Pre-clinical experiments with a focus on inhalation therapy with ASOs have been reported [4046]. Some of these reports have shown that high doses of ASOs induced macrophage-associated inflammatory responses in the lung [47, 48]. However, no report has investigated both the in vitro and in vivo immune-stimulatory effect of ASOs, and the details of the mechanisms have yet to be clarified. Recently, two reports investigating the mechanism underlying the hepatotoxic side effects of LNA-ASOs were published [49, 50]. These reports indicated that hepatotoxicity of LNA-ASOs is caused by RNAseH1 activity, presumably because of off-target cleavage of RNAs inside nuclei. This mechanism may be associated with the inflammatory response in the lung induced by LNA-ASOs. However, in fact, LNA-ASOs did not induce inflammatory response in our in vitro experiment. Therefore, to investigate this hypothesis, in vivo experiments should be conducted rather than simple in vitro assays using primary lung cells.

In conclusion, we confirmed that the intratracheal administration of Scarb1-ASOs exerted both the KD of gene expression and a neutrophilic immune response in the murine lung in vivo. The dose required for KD in the lung was the same as the dose that induced a neutrophilic immune response. In addition, we could not estimate the in vivo immune-stimulatory effect of the LNA-ASOs by an in vitro assay using primary murine lung cells. In the present study, LNA-ASOs showed the potential to be used as an inhaled drug. However, our results strongly suggest that further study on the immune-stimulatory effects of LNA-ASOs in the lung will be necessary for the development of safe and effective inhaled LNA-ASO therapies.

Supporting information

S1 Fig. The effect of ApoB-ASOs on the G-CSF and Cxcl1 mRNA expression in the whole lung.
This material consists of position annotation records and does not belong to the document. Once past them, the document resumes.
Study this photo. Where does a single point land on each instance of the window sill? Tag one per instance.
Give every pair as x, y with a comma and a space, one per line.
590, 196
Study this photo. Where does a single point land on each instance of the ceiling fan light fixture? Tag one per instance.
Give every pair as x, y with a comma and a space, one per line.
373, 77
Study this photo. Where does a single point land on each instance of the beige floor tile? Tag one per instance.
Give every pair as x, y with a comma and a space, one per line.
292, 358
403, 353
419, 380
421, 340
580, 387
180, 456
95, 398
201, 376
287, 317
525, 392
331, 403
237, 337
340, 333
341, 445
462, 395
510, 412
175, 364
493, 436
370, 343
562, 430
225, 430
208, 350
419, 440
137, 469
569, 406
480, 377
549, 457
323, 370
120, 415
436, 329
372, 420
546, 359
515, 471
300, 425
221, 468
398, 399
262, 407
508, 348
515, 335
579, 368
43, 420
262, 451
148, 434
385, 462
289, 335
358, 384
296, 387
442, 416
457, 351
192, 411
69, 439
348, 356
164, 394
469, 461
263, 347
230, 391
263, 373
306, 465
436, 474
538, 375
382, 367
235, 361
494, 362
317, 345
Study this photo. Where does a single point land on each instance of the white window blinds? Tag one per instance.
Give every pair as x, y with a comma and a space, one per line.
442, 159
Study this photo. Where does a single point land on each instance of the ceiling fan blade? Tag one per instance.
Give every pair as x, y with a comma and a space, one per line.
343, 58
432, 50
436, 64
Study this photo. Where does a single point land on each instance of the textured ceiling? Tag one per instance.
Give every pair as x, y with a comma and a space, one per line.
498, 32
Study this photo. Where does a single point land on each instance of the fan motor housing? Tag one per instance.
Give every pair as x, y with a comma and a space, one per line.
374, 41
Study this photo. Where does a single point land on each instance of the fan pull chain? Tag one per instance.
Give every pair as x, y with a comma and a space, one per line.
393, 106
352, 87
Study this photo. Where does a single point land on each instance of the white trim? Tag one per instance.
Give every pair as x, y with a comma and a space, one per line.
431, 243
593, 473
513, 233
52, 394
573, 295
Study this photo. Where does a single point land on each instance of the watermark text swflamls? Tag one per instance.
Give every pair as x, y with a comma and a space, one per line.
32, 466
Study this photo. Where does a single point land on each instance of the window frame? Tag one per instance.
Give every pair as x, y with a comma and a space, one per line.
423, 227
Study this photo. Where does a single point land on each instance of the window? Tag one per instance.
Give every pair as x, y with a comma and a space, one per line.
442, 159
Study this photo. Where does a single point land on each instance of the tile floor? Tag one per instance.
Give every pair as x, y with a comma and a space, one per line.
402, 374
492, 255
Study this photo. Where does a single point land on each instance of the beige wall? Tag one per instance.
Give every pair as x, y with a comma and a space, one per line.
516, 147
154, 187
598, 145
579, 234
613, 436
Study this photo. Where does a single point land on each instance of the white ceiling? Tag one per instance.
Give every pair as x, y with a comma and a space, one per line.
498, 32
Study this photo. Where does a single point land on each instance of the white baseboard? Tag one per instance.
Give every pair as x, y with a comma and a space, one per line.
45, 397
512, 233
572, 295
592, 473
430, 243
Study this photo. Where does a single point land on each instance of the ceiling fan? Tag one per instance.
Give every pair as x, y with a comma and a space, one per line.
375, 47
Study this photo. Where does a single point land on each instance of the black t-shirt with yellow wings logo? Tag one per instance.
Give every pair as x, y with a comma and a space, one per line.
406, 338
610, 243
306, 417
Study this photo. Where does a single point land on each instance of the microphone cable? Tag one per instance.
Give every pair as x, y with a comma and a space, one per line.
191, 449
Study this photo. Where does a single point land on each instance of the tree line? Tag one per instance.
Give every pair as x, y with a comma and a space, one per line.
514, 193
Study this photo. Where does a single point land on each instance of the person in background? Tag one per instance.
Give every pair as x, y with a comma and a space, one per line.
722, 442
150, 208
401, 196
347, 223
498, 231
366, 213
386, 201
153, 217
ApoB-ASOs were intratracheally administered to C57BL/6 mice once a day, for 2 days. One day after the final administration, the right lung was collected and the G-CSF (A) and Cxcl1 mRNA (B) expression was measured.

(TIF)

S2 Fig. The effect of ApoB-ASOs on the G-CSF and CXCL1 protein expression in the lung.

ApoB-ASOs were intratracheally administered to C57BL/6 mice once a day, for 2 days. One day after the final administration, BALF was collected and the G-CSF (A) and CXCL1 protein (B) levels were measured. *, P < 0.05 (Wilcoxon rank sum test).

(TIF)

S3 Fig. The effects of ApoB-ASOs on the G-CSF, CXCL1 and Scarb1 expression of murine primary lung cells.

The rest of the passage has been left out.